TOP 20 Linkin Park : entre classiques incontournables et trésors cachés

par | 31 Mar 2026 | À la Une, Groupe

Temps de lecture : 13 min

Il y a des groupes dont la musique ne se contente pas de nous accompagner : elle s’infiltre dans nos vies, s’y imprime et y laisse des traces indélébiles. Elle transforme nos quotidiens, donne du sens aux instants banals, ajoute de la lumière aux jours sombres, et nous offre une force que l’on ne pensait pas posséder. Elle façonne nos émotions, construit notre mémoire collective, et parfois, elle devient ce miroir où l’on reconnaît nos blessures, nos colères et nos espoirs. Comme un langage qui parle à ce qu’il y a de plus vulnérable et de plus résilient en nous. Linkin Park fait partie de ceux-là. De Hybrid Theory à From Zero, leur parcours raconte à la fois la fureur, la fragilité et la recherche d’identité d’une génération entière. Entre des guitares rageuses, un hip hop du meilleur acabit et une voix d’une intensité rare, chaque titre est un exorcisme, une confession ou un hymne.

 

TOP 20 Linkin Park : entre classiques incontournables et trésors cachés

TOP 20 Linkin Park : entre classiques incontournables et trésors cachés

 

Ce top 20 n’a pas vocation à hiérarchiser froidement les tubes et les pépites oubliées. Il cherche plutôt à suivre le fil émotionnel d’un groupe qui a su mêler mélodie et rage, vulnérabilité et puissance, dans des chansons qui continuent de résonner longtemps après la dernière note.
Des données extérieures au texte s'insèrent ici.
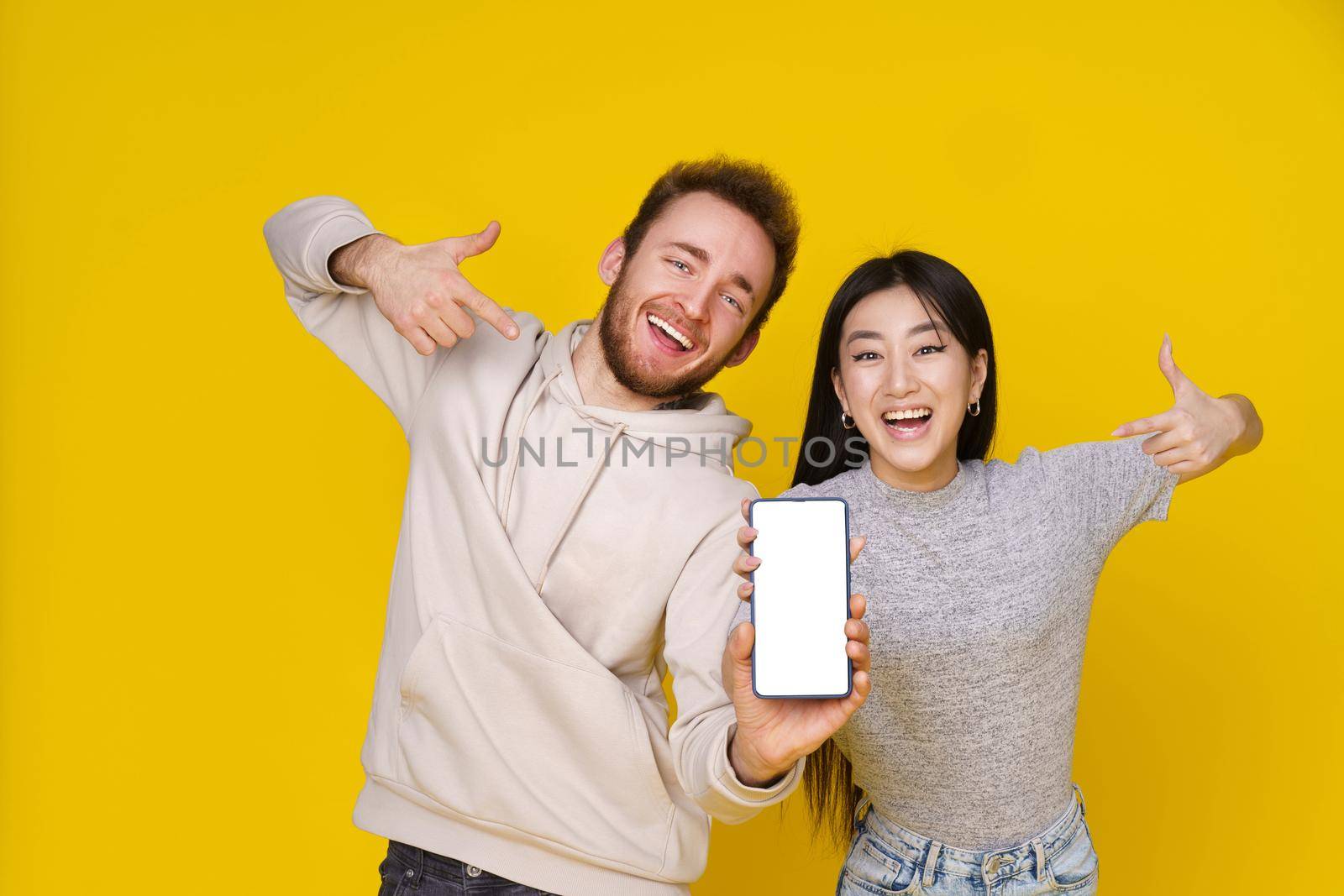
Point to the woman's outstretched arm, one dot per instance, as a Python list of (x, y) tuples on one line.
[(1200, 432)]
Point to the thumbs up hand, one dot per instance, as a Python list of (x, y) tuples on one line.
[(1200, 432)]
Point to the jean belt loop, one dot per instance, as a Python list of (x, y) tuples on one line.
[(417, 867), (858, 810), (931, 862)]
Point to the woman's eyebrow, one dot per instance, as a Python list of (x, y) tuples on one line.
[(927, 327), (864, 333)]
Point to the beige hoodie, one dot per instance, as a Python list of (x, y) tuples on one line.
[(519, 721)]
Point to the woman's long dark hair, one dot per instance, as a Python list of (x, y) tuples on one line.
[(947, 293)]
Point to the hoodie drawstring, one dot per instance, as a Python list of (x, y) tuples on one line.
[(517, 446), (588, 485), (575, 511)]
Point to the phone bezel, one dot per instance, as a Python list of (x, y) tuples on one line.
[(844, 546)]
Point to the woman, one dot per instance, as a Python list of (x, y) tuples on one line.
[(979, 580)]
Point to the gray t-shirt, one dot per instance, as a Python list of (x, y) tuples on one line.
[(979, 597)]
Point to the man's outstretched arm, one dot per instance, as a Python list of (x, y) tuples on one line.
[(370, 298)]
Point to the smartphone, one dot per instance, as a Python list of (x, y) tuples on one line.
[(801, 598)]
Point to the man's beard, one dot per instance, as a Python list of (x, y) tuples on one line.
[(618, 352)]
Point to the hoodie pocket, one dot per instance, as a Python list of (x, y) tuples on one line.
[(512, 738)]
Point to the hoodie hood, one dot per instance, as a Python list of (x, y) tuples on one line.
[(706, 423)]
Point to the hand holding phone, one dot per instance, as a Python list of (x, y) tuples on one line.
[(773, 734)]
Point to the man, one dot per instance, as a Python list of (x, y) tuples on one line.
[(568, 539)]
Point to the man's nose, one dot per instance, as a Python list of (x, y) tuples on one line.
[(696, 304)]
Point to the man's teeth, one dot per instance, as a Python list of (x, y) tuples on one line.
[(671, 331), (891, 417)]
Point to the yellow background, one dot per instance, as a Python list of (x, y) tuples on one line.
[(201, 503)]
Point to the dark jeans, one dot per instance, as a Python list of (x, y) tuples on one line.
[(412, 871)]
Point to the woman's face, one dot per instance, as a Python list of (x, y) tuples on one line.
[(906, 382)]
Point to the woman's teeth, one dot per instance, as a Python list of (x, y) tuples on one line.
[(671, 331), (916, 414)]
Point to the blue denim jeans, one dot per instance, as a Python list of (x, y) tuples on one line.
[(887, 859), (410, 871)]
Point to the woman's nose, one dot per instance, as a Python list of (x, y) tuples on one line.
[(900, 379)]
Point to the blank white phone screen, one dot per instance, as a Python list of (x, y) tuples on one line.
[(801, 598)]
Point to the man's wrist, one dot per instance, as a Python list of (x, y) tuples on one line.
[(1242, 414), (750, 768), (355, 262)]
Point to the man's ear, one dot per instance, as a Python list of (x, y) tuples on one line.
[(609, 266), (743, 348), (979, 374), (839, 387)]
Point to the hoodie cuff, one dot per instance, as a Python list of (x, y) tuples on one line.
[(725, 781), (340, 230)]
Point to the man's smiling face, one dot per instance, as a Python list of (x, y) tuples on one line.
[(679, 308)]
Classiques incontournables ou trésors cachés, chacun de ces morceaux raconte une histoire : celle d’un groupe qui a su transformer sa douleur en art, et la nôtre en catharsis.

 

1. Crawling

“Crawling” est sans doute le morceau le plus vulnérable de leur premier album Hybrid Theory. C’est un cri de douleur transformé en hymne générationnel. Derrière sa puissance, il y a la lutte intime d’un homme contre ses démons, Chester Bennington y déverse sa vérité la plus brute. Ce titre leur offrira un Grammy, mais surtout une forme d’absolution publique.

Plus qu’un single, “Crawling” est un exorcisme, celui d’une voix qui a su rendre la fragilité héroïque. Il est le titre qui reste quand tout s’effondre, celui qui empêche la légende de s’éteindre. Il synthétise toute la douleur et la force de Chester, un mélange de fragilité et de rage transcendé par sa voix. La performance de sa dernière tournée, où il chante en communion avec le public, dit tout : ce morceau a sauvé d’innombrables âmes, offert un refuge à ceux qui se sentaient perdus et pourtant, il n’a pas pu se sauver de lui-même.
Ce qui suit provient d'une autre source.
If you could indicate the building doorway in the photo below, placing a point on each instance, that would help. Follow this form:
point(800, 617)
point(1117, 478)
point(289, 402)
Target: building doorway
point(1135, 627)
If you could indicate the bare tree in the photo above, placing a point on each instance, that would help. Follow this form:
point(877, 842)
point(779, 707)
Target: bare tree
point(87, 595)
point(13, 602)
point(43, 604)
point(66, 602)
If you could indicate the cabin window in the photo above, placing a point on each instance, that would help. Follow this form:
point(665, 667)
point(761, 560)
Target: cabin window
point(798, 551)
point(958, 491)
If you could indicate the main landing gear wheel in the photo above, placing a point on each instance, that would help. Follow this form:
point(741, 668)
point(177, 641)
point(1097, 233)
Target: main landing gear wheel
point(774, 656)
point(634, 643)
“Crawling” reste ce cri éternel, un hymne à la vulnérabilité et à la résilience, où la musique devient un acte de survie et de partage.

 

2. Numb

Le tube des tubes, reconnaissable dès la première note du sample de piano. “Numb” incarne le mal-être adolescent d’une génération entière : la pression, le sentiment d’inadéquation, l’envie de se détacher des attentes. Derrière ses refrains parfaits se cache une blessure universelle, celle de ne pas être à la hauteur.
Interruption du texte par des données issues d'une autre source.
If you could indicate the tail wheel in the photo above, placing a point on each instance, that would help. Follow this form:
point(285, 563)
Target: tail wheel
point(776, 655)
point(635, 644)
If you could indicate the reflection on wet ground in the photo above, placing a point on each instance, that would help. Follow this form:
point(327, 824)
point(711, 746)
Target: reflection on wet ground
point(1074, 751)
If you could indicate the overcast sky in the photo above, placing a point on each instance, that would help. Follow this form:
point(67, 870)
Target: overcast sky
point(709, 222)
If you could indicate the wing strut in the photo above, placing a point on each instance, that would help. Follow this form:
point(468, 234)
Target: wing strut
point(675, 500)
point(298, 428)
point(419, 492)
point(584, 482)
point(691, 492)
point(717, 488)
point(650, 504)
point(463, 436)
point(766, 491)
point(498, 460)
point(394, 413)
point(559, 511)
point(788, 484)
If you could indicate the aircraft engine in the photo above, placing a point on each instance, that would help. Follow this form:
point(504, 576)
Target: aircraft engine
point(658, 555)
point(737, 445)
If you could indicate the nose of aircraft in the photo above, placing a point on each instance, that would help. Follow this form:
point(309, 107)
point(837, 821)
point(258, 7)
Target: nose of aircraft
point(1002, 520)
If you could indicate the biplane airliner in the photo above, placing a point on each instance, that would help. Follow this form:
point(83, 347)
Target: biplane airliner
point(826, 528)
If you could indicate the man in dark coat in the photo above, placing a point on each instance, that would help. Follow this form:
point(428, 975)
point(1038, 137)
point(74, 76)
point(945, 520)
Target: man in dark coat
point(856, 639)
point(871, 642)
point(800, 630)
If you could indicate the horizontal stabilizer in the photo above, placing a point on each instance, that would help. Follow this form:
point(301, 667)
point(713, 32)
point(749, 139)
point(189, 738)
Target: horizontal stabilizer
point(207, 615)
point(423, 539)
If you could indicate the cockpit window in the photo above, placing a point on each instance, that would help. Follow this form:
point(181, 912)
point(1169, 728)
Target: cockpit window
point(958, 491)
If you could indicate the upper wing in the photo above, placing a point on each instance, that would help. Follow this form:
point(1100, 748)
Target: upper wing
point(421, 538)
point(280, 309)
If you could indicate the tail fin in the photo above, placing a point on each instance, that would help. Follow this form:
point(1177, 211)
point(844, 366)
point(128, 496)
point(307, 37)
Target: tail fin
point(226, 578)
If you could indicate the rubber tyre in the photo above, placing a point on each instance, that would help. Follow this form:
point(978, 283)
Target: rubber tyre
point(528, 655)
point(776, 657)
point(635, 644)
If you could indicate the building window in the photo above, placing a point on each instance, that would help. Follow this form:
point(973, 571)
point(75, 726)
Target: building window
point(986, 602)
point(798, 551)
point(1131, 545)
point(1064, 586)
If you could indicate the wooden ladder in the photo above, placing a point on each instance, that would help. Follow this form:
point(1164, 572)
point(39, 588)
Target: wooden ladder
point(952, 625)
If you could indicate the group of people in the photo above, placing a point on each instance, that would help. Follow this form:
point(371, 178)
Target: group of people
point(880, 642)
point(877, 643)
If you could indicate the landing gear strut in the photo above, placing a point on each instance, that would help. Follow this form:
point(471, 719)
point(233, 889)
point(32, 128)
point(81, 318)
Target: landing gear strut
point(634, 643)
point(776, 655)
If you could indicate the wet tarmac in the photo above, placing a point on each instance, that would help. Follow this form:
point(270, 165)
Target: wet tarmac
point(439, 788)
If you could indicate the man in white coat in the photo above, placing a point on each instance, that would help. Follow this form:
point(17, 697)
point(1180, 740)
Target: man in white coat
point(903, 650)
Le tournage du clip a été suspendu pendant un mois après qu’une infection virale a plongé Chester en soins intensifs. Il perdait progressivement toute sensation dans ses bras, ses jambes, ses doigts… jusqu’à s’effondrer chez lui, retrouvé inconscient par sa femme. « Deux heures après un simple mal de dos, j’avais l’impression de mourir », confia-t-il. En neuf jours, il a perdu 17 kilos, et même après sa sortie de l’hôpital, il a continué à ressentir des problèmes d’énergie, un rappel brutal de ce que son corps avait traversé.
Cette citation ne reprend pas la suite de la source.